Men who have recently traveled to New York or Los Angeles should take extra caution. More information after the jump:
Here’s the full news alert from the Florida Health Department:
The Florida Department of Health (DOH) recommends that the Men having Sex with Men (MSM) population educate themselves on the risks associated with bacterial meningitis. Extra caution should be taken when traveling to cities such as New York or Los Angeles, which have higher incidences of the disease in the MSM community.

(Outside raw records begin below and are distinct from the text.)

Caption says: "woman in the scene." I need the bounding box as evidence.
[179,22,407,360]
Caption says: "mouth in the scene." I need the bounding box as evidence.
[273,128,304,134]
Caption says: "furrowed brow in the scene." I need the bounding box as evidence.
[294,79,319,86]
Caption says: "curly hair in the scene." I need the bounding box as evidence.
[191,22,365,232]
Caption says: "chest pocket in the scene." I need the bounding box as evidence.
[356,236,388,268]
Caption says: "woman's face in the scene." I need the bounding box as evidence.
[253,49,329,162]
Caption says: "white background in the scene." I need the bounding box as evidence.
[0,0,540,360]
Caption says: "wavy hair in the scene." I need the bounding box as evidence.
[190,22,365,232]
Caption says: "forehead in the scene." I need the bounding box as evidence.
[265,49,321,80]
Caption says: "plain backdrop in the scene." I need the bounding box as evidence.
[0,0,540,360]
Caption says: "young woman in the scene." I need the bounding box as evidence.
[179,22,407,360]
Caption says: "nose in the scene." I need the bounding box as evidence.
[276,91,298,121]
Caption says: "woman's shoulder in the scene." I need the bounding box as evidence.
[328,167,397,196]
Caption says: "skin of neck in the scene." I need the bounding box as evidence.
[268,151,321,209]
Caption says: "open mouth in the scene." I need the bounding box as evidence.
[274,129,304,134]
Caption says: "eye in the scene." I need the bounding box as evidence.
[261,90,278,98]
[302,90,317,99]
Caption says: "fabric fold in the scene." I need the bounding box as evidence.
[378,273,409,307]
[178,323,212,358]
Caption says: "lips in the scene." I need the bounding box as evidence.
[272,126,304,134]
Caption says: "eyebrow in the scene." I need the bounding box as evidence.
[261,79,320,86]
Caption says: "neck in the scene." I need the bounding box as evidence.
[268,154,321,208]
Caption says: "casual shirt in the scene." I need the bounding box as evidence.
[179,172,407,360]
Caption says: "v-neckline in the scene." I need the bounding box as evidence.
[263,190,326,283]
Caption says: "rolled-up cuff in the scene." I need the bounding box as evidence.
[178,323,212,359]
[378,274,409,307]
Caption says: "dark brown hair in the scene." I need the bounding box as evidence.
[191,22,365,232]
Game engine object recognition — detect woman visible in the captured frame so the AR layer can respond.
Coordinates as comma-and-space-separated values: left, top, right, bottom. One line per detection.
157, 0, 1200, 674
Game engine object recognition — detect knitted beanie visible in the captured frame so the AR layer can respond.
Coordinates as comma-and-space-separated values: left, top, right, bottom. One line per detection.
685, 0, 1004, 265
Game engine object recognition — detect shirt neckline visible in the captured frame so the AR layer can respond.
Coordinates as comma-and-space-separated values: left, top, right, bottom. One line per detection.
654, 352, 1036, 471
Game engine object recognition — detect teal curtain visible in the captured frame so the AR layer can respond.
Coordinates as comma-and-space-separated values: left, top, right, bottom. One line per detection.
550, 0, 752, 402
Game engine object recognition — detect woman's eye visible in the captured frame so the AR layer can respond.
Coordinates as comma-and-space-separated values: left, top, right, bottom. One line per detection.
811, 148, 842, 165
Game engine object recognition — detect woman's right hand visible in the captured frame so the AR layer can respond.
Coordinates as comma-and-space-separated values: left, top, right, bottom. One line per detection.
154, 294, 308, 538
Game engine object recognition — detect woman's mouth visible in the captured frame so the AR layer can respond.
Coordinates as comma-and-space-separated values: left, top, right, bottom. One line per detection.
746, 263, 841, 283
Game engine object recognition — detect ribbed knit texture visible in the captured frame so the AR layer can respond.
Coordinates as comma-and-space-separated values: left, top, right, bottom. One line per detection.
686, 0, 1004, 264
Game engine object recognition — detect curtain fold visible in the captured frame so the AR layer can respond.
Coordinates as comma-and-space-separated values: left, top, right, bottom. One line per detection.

“Since we have seen an increase in the incidence of bacterial meningitis in this population we want to educate individuals about the importance of preventing the disease,” said Dr. Celeste Philip, Interim Deputy Secretary for Health. “Individuals in this population, who are traveling to other parts of the country where increases in cases have been reported, should talk to their health care provider.”
Meningitis is an inflammation of the delicate membranes that cover the brain and spinal cord. One form of bacterial meningitis, caused by Neisseria meningitidis (or meningococcus), is uncommon but potentially fatal and should always be viewed as a medical emergency. As many as 10-15% of cases lead to death, sometimes within 24 hours, and a significant number of those who contract the infection have serious complications.
Bacterial meningitis is transmitted person-to-person through droplets of respiratory or throat secretions. Close contact—such as kissing, sneezing or coughing, or living in close quarters with an infected person, facilitates the spread of the disease. Droplet spread, versus airborne spread generally takes place at a range of three feet or less, and prolonged contact generally is required for infection to occur.
The most common symptoms are a stiff neck, high fever, sensitivity to light, confusion, severe headache, and vomiting. Rash may also occur. The symptoms usually develop within three to seven days of exposure. Antibiotic treatment is effective, but it must be given without delay once meningococcal disease is suspected.
Early, aggressive treatment of bacterial meningitis can prevent serious complications and death. Preventive oral antibiotic therapy for close contacts of confirmed cases is available and highly effective.